虫歯や歯周病があるとインプラント治療を行うことができません。ですから当院では、歯周病でないかきちんとチェックしてから、また歯周病にかかっていた場合は歯周病治療を終えてからインプラント治療を行っています(インプラントメーカーはアストラテック)。正確で安全なインプラント治療を成功させるため、まずCT撮影を行い、そのデータとシムプラント(※)を用いてシミュレーションを行っているのです。


※シムプラントとは?
インプラントの成功を目指し術前に行う、3Dコンピュータシミュレーションのシステム

患者様の症状により、インプラントが適合しない場合があります。当院では条件に合わない場合、無理に治療を行うことはありません。その場合は患者様のご要望に合わせた代替治療(入れ歯やブリッジ)をご紹介しています。

また通常、インプラントでは2度の手術が必要ですが、特にお口の状態に問題がなければ「抜歯即時法」といった1日で手術が完了する治療法を採用しています。

インプラント症例

術前

術前

術中

術中

術後

術後

インプラント周囲炎とは?

歯周病は、歯ぐきに炎症が起こり、歯周組織が破壊されていく病気です。インプラントといえども、歯周病と同様の症状は起こり得ます。これを「インプラント周囲炎」といいます。

歯周病とインプラント治療

歯周病とインプラント治療

当院では、歯周病の患者様にそのままインプラント治療を行うことはいたしません。なぜなら、歯周病ではない患者様がインプラントを行った場合の成功率が100%に近いのに対し、歯周病の患者様がそのままインプラント治療を行った場合の成功率は、約70%しかないというデータがあるからです。また、たとえ歯周病の方がインプラントに成功したとしても、長期的使用は期待できないためです。

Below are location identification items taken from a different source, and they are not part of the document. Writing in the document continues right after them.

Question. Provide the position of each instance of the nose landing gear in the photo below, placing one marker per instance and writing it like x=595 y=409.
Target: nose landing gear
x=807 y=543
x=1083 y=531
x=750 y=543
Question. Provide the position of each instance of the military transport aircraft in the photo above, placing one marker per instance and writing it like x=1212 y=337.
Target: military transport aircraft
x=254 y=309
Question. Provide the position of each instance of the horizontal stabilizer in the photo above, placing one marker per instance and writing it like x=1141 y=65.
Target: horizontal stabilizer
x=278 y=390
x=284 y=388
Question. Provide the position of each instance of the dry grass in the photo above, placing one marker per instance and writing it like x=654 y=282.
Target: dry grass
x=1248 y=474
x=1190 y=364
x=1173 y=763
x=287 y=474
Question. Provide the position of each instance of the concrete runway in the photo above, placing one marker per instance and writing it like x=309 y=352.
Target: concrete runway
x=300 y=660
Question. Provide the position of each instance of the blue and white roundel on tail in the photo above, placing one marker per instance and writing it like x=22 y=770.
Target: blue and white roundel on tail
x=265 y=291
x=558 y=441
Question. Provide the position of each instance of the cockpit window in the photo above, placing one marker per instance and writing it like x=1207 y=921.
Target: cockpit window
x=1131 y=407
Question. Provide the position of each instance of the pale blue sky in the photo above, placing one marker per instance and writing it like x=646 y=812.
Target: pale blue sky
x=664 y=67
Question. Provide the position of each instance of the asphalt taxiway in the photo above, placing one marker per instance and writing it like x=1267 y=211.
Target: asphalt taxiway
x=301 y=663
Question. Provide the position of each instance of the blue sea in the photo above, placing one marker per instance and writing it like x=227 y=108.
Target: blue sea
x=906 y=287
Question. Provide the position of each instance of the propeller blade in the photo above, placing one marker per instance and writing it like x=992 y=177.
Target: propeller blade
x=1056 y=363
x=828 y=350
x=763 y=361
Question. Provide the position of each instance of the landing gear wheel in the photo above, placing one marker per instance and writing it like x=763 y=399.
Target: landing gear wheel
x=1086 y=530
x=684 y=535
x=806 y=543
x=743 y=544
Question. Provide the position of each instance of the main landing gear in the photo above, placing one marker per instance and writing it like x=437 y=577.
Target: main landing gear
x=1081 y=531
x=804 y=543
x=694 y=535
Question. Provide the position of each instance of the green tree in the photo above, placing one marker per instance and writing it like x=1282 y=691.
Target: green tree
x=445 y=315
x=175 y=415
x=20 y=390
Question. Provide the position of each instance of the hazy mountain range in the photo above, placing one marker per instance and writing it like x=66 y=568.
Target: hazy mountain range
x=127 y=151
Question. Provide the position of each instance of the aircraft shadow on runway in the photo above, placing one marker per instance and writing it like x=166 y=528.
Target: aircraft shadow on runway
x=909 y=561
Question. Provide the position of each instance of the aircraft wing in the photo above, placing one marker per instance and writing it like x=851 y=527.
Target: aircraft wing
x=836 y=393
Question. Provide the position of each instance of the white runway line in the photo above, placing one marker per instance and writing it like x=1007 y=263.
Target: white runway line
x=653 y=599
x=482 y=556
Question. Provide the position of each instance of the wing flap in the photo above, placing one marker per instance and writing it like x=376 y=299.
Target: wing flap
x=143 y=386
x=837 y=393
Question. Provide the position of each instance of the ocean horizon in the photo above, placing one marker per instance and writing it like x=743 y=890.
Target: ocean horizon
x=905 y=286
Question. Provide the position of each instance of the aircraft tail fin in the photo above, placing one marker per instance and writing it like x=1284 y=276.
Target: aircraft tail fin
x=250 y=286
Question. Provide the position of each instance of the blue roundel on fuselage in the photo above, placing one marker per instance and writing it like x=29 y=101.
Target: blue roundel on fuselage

歯周病の方がインプラント治療を行うと、インプラント周囲炎になる可能性は高まります。インプラント周囲炎は天然歯が歯周病になった場合よりも症状が悪化することが多く、治療が困難になってしまいます。歯周病が疑われる患者様がインプラントを行う際は、歯周病治療にきちんと対応できる歯科医院を選択しましょう。